A 24 percent increase may seem hefty, but when asked for comment, Cohon emphasized the importance of understanding the context of his raise. “The [Board of] Trustees wanted to bring my salary more in line with presidential salaries at the 31 peer universities with which they compare my salary. In that group, my salary is one of the lowest and below the 25th percentile. Thus, they gave me a 15 percent raise in my base salary to about $535,000 with the rest of the increase due to increased benefits,” explained Cohon in an e-mail message. “In all other years, my raise has been no larger than the average staff raise.”

As reported in the article’s survey, full professors at Carnegie Mellon earned on average approximately $136,000 in the 2008–09 school year, a 3 percent increase over their salaries in the previous year. Associate professors received average compensation of approximately $98,500, only a 2 percent increase over their prior salaries.

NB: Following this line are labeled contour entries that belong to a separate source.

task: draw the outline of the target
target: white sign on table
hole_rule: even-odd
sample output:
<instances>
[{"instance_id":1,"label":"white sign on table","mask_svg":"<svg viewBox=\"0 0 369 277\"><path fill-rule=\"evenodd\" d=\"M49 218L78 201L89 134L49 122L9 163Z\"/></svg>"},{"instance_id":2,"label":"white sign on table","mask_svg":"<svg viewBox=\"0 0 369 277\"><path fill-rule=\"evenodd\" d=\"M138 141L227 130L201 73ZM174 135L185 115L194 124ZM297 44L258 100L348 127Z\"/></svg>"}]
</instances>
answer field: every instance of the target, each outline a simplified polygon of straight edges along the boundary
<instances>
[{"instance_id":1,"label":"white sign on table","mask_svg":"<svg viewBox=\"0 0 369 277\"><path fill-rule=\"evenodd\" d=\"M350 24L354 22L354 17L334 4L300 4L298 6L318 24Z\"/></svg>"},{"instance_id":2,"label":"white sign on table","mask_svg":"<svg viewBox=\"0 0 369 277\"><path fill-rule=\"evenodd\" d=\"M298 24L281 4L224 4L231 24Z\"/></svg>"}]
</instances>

It’s no news that student tuition and costs at Carnegie Mellon have risen along with faculty and executive compensation packages. According to Carnegie Mellon’s admissions department, undergraduate tuition and fees for the 2009–10 school year are $40,910. Admissions estimates that the combined cost of tuition with room and board comes out to approximately $50,640, breaking the $50,000 milestone for the first time. Adding in the required $610 activities fee brings the total cost of attendance up to $51,250, making Carnegie Mellon the seventh most expensive school in the United States.

Teresa Thomas of the university’s media relations department, however, defends rising student costs. “[The] tuition increase was 2.94 percent and [the] full cost of attendance increased 2.93 to 2.95 percent depending on what year you entered CMU. This was the lowest increase in decades,” she said. “More than 51 percent of Carnegie Mellon students receive some form of financial aid.”

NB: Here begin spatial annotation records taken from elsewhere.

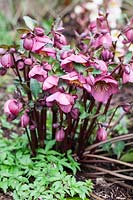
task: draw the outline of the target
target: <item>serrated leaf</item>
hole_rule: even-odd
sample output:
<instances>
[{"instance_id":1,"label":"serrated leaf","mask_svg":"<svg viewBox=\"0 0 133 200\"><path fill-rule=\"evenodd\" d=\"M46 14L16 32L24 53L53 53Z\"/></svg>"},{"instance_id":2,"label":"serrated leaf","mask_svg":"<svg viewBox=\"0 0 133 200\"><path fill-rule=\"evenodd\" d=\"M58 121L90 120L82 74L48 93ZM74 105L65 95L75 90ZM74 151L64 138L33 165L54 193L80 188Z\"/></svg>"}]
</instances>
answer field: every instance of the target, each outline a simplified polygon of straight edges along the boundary
<instances>
[{"instance_id":1,"label":"serrated leaf","mask_svg":"<svg viewBox=\"0 0 133 200\"><path fill-rule=\"evenodd\" d=\"M28 28L30 28L31 30L33 30L35 25L38 24L38 22L36 20L32 19L29 16L24 16L23 19L24 19L24 22L25 22L26 26Z\"/></svg>"},{"instance_id":2,"label":"serrated leaf","mask_svg":"<svg viewBox=\"0 0 133 200\"><path fill-rule=\"evenodd\" d=\"M41 87L40 87L40 83L36 79L33 79L33 78L30 79L30 89L35 99L37 99L40 93Z\"/></svg>"},{"instance_id":3,"label":"serrated leaf","mask_svg":"<svg viewBox=\"0 0 133 200\"><path fill-rule=\"evenodd\" d=\"M125 153L122 157L121 157L121 159L120 160L122 160L122 161L124 161L124 162L133 162L133 151L132 152L127 152L127 153Z\"/></svg>"}]
</instances>

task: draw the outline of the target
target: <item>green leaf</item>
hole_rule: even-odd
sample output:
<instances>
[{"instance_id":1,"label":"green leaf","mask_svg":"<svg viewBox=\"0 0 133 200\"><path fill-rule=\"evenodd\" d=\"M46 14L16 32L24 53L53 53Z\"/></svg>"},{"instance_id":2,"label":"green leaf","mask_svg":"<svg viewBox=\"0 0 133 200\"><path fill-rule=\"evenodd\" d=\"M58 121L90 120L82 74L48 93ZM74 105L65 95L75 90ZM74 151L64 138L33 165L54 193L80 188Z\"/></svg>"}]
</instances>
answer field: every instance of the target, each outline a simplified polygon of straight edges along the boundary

The Chronicle of Higher Education’s data on presidential pay was derived from tax documents for fiscal year 2008, a period ending before the devastating Wall Street collapse last year. In addition, many university presidents’ pay packages were set at even earlier dates. President Cohon stated, for example, “The reported salary was for fiscal year 2008, i.e., from July 1, 2007 to June 30, 2008. That salary was set by the Board of Trustees in May 2007, obviously more than a year before the beginning of the financial crisis.”

Jeffrey Selingo, a Chronicle of Higher Education editor, also explained, as quoted in an article published by the New York Times, “[These] pay packages were set before the economic crisis began last fall. Since then, many presidents have taken pay cuts, donated part of their pay in scholarships, or had their pay frozen. Next year, it’s likely that we won’t see many presidents getting big raises.”
Likewise, President Cohon stated that neither he nor any faculty or staff at Carnegie Mellon has received any raises during the current year.